Así que, mientras trataban de asimilar lo ocurrido, ambas se sentían confusas. También un poco culpables y enfadadas consigo mismas, porque las asustaba que la emoción y la fascinación atenuaran la preocupación que estaban obligadas a sentir por su hermano y su abuelo. Sin embargo, el peligro que se cernía sobre los dos Tommys les resultaba extrañamente difuso y la excitación amenazaba con sustituirlo. Se refugiaron en la cocina sintiéndose frustradas por tener que ocuparse de tareas tan mundanas como hacer café o prepararse algo de comer y se preguntaban cómo era posible que sus padres pensaran que podían tener hambre, que podían echarlas de la habitación, pero también cómo afectaría lo sucedido el resto de sus vidas y, sobre todo, qué ocurriría a continuación.
Pusieron agua a hervir y sirvieron en un plato restos de la cena del día anterior. Escuchaban a sus padres discutir pero eran incapaces de distinguir lo que decían. Aunque sabían que estaba mal escuchar las conversaciones ajenas, consideraron que situarse junto a la puerta abierta no podía calificarse de intrusión.

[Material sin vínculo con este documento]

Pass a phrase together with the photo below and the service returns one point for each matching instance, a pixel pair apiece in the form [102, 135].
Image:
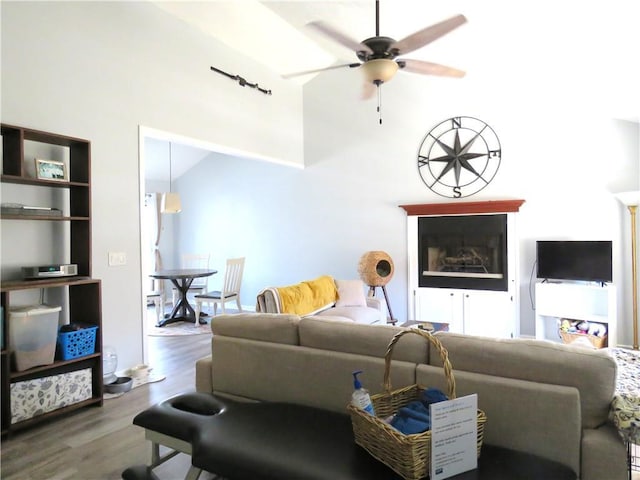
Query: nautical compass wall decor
[459, 157]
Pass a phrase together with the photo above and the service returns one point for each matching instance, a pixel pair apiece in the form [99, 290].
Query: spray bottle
[360, 397]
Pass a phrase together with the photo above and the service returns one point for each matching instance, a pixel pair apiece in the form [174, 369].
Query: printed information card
[454, 436]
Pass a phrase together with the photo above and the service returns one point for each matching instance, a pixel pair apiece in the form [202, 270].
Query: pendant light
[171, 200]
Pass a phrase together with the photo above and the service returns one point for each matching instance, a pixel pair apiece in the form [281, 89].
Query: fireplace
[463, 251]
[462, 266]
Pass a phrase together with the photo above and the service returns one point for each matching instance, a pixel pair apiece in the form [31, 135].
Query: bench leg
[176, 446]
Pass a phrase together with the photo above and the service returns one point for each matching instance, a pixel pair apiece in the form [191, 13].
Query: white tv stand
[577, 301]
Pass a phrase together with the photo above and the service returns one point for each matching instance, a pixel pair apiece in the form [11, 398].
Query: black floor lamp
[631, 200]
[376, 270]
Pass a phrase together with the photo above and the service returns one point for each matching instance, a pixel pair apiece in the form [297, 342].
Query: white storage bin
[33, 332]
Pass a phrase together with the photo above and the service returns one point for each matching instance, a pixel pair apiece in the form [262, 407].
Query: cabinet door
[490, 314]
[441, 305]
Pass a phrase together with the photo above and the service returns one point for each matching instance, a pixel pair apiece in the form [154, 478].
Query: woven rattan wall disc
[375, 268]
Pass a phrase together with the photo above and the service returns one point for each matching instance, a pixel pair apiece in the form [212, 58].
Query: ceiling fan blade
[427, 35]
[429, 68]
[368, 89]
[308, 72]
[339, 37]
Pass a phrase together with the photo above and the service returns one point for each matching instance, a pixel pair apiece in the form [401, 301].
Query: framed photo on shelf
[51, 170]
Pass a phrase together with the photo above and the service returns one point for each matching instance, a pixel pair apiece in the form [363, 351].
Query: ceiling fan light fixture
[379, 70]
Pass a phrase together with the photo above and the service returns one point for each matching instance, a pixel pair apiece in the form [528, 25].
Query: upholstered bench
[281, 441]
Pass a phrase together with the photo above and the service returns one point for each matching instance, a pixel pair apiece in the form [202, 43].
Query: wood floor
[100, 442]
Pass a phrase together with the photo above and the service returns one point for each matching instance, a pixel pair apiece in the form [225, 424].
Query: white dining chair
[230, 289]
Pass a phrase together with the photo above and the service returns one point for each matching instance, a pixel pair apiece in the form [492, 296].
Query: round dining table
[182, 278]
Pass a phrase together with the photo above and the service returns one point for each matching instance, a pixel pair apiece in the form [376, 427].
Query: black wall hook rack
[241, 81]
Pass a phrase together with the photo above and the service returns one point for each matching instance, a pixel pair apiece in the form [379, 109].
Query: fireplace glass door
[463, 251]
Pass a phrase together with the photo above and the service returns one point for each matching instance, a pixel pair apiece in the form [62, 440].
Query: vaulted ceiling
[275, 33]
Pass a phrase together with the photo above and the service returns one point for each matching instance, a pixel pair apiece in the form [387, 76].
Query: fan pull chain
[379, 104]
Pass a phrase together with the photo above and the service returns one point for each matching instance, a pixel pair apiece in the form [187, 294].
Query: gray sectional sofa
[540, 397]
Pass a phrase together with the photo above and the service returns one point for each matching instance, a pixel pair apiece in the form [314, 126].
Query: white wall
[98, 70]
[562, 155]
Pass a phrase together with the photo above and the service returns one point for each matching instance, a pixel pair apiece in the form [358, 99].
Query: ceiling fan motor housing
[380, 48]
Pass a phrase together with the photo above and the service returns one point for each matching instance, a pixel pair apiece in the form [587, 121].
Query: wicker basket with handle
[407, 455]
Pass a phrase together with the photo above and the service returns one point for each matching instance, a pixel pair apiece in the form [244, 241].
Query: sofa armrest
[204, 374]
[268, 301]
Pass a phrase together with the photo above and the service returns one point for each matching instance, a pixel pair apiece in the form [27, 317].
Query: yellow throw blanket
[308, 297]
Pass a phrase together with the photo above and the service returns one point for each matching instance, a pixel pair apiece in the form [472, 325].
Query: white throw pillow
[350, 293]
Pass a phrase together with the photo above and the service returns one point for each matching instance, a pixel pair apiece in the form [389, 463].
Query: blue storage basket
[77, 343]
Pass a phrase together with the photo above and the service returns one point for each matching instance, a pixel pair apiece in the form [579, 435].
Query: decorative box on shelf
[38, 396]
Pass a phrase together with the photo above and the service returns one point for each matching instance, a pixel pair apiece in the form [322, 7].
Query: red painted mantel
[492, 206]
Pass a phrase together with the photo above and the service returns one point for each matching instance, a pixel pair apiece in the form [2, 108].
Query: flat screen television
[574, 260]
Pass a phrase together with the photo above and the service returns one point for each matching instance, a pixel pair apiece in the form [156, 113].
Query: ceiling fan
[379, 54]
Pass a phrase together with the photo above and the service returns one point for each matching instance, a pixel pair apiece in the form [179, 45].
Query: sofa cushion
[350, 293]
[592, 372]
[527, 416]
[295, 374]
[356, 314]
[266, 327]
[368, 340]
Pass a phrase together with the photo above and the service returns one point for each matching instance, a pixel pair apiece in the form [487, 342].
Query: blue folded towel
[412, 418]
[433, 395]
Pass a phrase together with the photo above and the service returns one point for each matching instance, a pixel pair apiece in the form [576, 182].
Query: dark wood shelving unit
[83, 291]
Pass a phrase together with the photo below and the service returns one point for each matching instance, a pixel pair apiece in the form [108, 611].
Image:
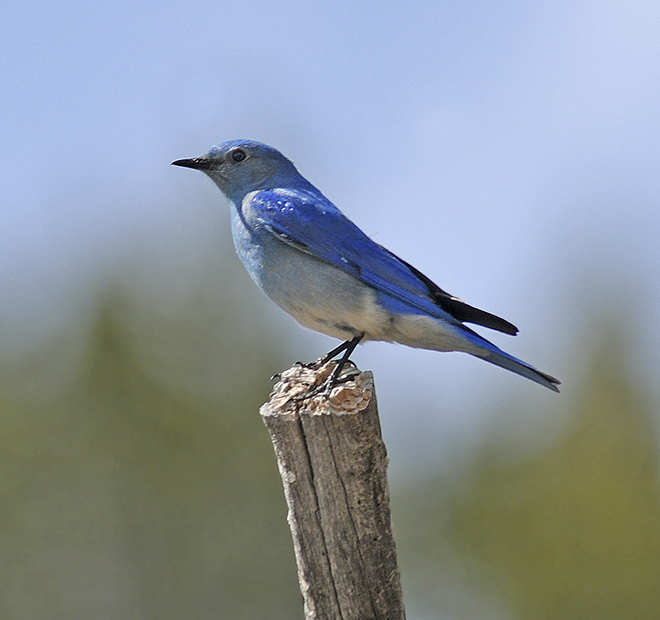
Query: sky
[509, 150]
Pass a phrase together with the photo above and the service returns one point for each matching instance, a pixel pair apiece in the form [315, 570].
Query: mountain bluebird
[318, 266]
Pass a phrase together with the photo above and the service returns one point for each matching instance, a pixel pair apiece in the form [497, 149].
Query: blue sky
[509, 150]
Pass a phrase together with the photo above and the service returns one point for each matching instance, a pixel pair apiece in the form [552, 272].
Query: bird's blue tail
[504, 360]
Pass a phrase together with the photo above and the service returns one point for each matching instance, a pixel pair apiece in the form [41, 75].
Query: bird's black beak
[198, 163]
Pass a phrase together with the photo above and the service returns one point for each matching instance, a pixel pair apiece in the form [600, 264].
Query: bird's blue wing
[311, 223]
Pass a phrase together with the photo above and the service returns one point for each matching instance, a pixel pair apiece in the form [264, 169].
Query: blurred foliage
[137, 481]
[572, 532]
[134, 494]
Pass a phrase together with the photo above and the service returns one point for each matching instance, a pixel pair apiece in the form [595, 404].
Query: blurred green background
[509, 150]
[138, 481]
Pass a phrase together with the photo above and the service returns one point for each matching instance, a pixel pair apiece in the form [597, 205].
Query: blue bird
[318, 266]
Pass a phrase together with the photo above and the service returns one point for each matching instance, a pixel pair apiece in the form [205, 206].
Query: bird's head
[242, 166]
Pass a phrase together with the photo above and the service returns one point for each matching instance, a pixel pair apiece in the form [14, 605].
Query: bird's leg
[348, 347]
[321, 361]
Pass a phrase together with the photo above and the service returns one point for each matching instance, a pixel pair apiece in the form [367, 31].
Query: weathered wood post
[333, 465]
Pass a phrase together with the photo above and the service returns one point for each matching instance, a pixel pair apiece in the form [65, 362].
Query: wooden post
[333, 465]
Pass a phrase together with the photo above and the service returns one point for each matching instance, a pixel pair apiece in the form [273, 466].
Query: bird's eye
[238, 155]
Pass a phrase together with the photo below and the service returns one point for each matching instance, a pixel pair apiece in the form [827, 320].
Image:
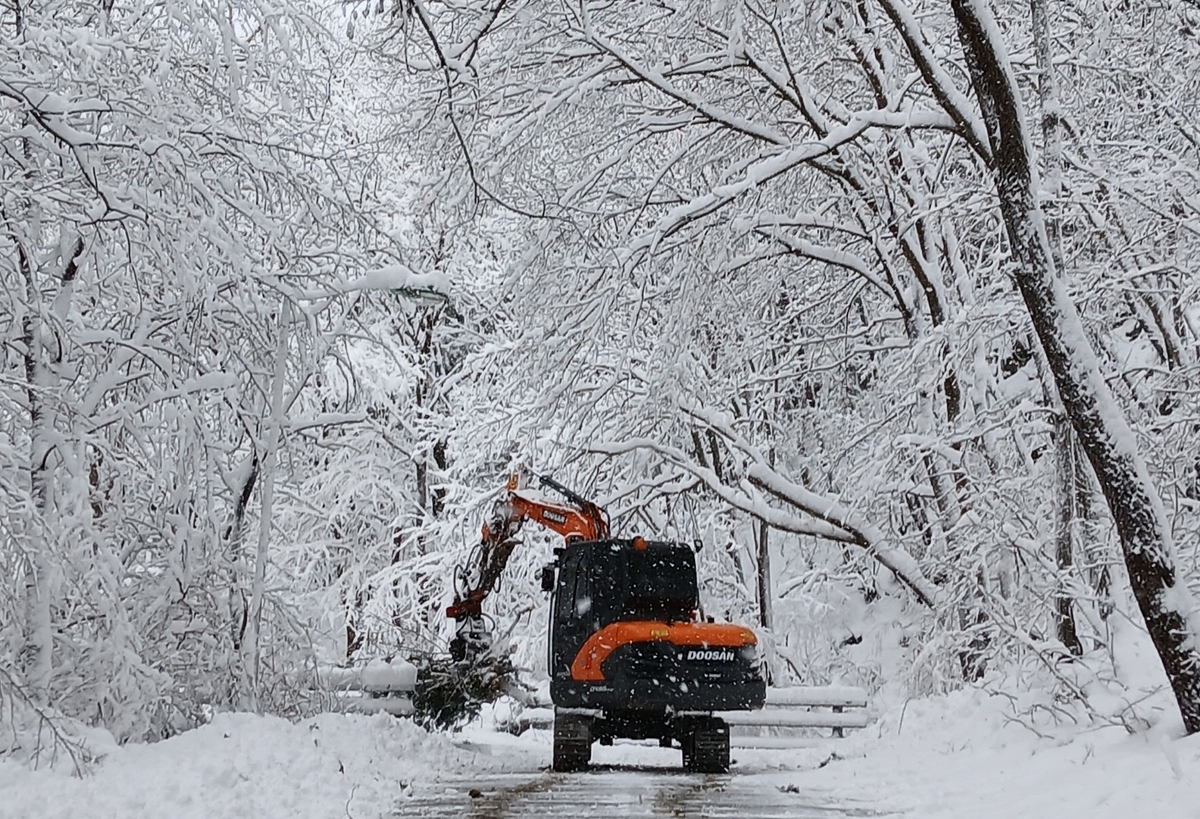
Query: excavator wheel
[706, 748]
[573, 741]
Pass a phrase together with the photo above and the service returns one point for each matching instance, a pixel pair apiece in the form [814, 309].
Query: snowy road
[607, 793]
[630, 779]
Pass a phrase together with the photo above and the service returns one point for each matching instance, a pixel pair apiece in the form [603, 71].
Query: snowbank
[246, 765]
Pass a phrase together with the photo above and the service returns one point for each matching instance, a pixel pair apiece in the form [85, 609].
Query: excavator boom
[576, 520]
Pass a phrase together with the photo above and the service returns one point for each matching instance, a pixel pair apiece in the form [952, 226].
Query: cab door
[571, 615]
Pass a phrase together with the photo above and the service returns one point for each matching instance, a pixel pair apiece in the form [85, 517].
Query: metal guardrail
[379, 686]
[388, 686]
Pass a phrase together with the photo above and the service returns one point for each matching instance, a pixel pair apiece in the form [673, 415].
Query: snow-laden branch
[834, 513]
[743, 497]
[821, 516]
[955, 103]
[834, 256]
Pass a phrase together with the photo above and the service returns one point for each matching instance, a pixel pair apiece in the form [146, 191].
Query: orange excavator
[629, 651]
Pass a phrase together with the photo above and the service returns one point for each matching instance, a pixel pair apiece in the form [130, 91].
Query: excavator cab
[629, 656]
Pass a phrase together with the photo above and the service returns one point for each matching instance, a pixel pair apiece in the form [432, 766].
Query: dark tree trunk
[1103, 431]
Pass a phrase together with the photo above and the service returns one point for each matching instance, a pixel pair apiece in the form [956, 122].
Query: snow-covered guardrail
[798, 706]
[807, 706]
[378, 686]
[388, 686]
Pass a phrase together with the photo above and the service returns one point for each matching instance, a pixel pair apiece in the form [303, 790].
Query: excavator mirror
[547, 578]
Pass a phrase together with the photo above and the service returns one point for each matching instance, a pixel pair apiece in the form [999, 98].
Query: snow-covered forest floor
[954, 757]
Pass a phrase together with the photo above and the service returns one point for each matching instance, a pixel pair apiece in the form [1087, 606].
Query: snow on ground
[957, 755]
[963, 755]
[246, 765]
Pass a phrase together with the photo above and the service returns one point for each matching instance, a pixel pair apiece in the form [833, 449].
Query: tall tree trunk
[251, 646]
[1065, 436]
[1104, 435]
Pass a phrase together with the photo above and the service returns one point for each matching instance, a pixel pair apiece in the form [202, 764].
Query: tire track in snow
[619, 793]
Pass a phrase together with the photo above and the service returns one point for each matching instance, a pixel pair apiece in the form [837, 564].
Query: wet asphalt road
[618, 791]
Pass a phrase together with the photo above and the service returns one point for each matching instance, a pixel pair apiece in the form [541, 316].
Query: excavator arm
[579, 519]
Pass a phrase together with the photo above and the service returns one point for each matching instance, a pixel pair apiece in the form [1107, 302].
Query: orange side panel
[586, 667]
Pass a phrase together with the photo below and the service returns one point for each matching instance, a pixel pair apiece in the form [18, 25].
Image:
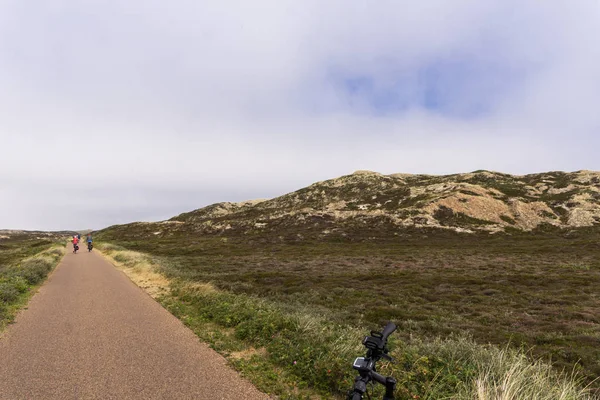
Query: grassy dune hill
[367, 204]
[503, 259]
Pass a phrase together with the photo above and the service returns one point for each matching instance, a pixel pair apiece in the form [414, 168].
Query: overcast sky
[114, 111]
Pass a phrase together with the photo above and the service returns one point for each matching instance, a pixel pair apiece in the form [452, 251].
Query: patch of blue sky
[465, 88]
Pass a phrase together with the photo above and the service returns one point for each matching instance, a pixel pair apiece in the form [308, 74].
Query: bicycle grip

– Discuten sobre si contarnos o no la verdad -susurró Karen-. ¿Qué querrán decir?
– No lo sé. ¿Crees que nos lo contarán?
Karen se encogió de hombros.
– Nunca quieren contarnos nada, pero al final siempre lo hacen.
– ¿Crees que esconden algún secreto horrible? -preguntó Lauren jadeante. Era la más fantasiosa de las dos.
– ¿Mamá y papá? -contestó Karen con brusquedad. Ella era la práctica, incluso al hablar se parecía a su padre dando órdenes en el banco-. ¡Vamos! ¡Míralos, por Dios! ¿Es que tienen pinta de tener un pasado secreto?